Na manhã deste domingo (10), João realizou mais uma edição desse tour, dessa vez dentro da programação da segunda edição do Campão Cultural. A proposta foi conhecer a fundo o Complexo Ferroviário, um local de grande valor histórico e arquitetônico e que faz parte do dia a dia campo-grandense.
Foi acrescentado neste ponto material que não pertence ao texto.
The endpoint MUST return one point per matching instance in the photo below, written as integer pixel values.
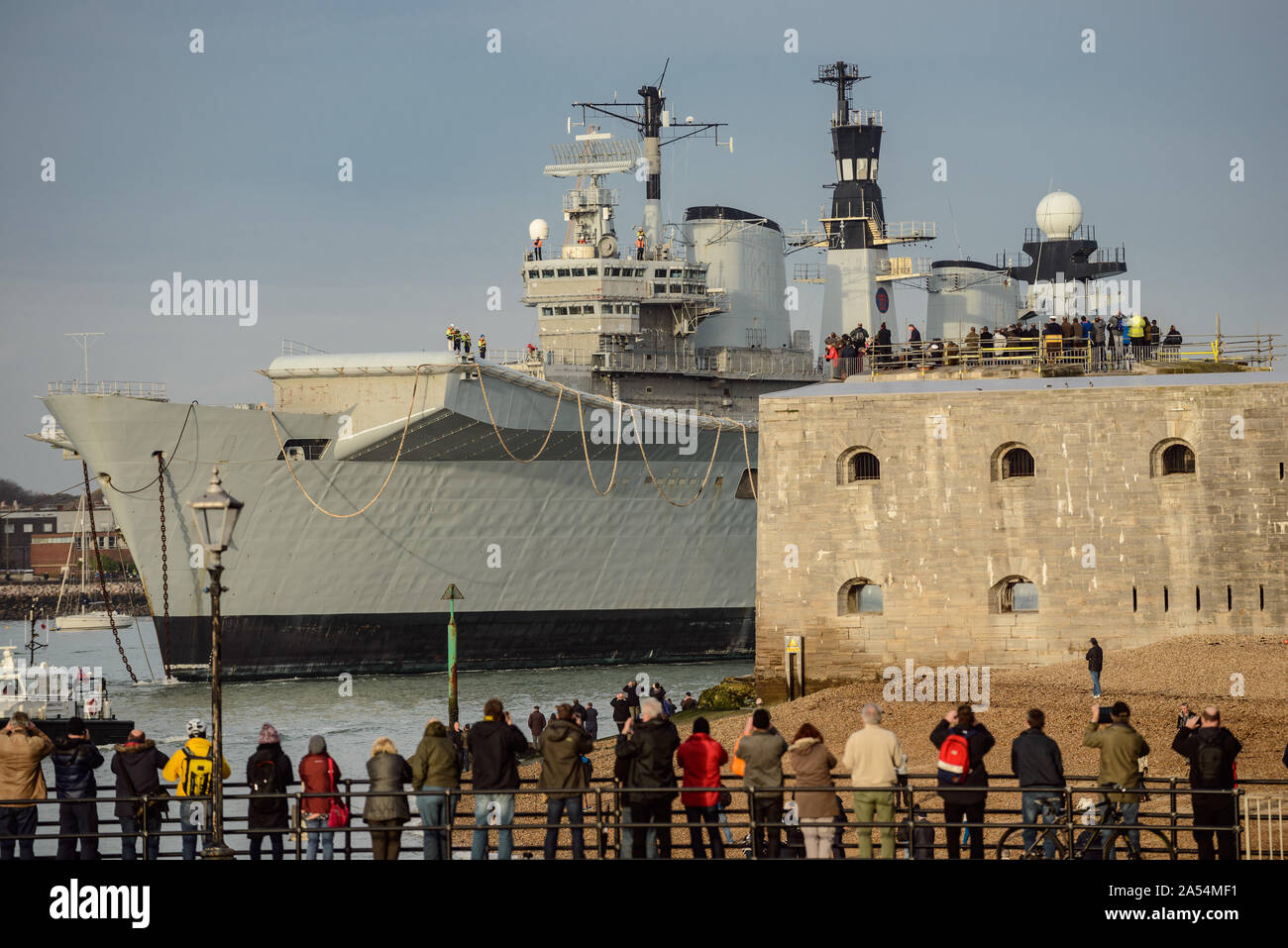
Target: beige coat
(812, 764)
(874, 756)
(21, 777)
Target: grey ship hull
(552, 572)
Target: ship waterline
(553, 572)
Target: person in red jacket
(702, 759)
(320, 775)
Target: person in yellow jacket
(192, 769)
(1137, 330)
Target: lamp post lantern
(215, 515)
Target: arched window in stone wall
(1013, 460)
(861, 596)
(1014, 594)
(855, 466)
(1171, 458)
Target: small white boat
(94, 618)
(91, 622)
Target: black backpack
(265, 782)
(1209, 764)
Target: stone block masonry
(902, 520)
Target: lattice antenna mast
(842, 75)
(84, 340)
(651, 119)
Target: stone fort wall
(1115, 546)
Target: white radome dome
(1059, 214)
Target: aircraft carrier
(375, 480)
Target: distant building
(48, 528)
(1005, 522)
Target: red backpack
(953, 759)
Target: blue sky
(223, 163)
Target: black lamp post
(215, 514)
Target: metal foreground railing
(1164, 830)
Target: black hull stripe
(265, 647)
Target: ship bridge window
(303, 449)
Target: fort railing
(609, 822)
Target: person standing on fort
(874, 758)
(1095, 664)
(22, 747)
(621, 710)
(883, 353)
(1211, 751)
(536, 723)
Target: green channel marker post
(454, 711)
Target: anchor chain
(102, 581)
(165, 574)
A ferrovia chegou a Campo Grande em 1914, em um momento em que o país passava por um grande processo de modernização. A Noroeste do Brasil ligava Bauru (no interior de São Paulo) a Corumbá (na fronteira com a Bolívia), interligando essa região do país que ainda era esquecida ao litoral e aos grandes centros. Com a ferrovia chegando e se instalando, todo um ecossistema surgiu ao seu redor. João apresentou o Complexo Ferroviário aos participantes do passeio, comparando-o a uma pequena cidade, com seus estratos sociais e também com toda a estrutura que os trabalhadores da ferrovia necessitavam. Com a privatização da ferrovia, em 1996, a existência e a conservação do Complexo foram colocadas em xeque e houve a vontade da população para que cuidados fossem tomados. “Sua importância é tamanha que ele foi completamente tombado em três esferas, pelo Instituto do Patrimônio Histórico e Artístico Nacional (IPHAN), pelo Governo do Estado de Mato Grosso do Sul e pela Prefeitura Municipal de Campo Grande”, explicou João. Hoje, ele é um dos complexos ferroviários mais coesos do Brasil, mantendo suas características como conjunto arquitetônico bastante preservadas.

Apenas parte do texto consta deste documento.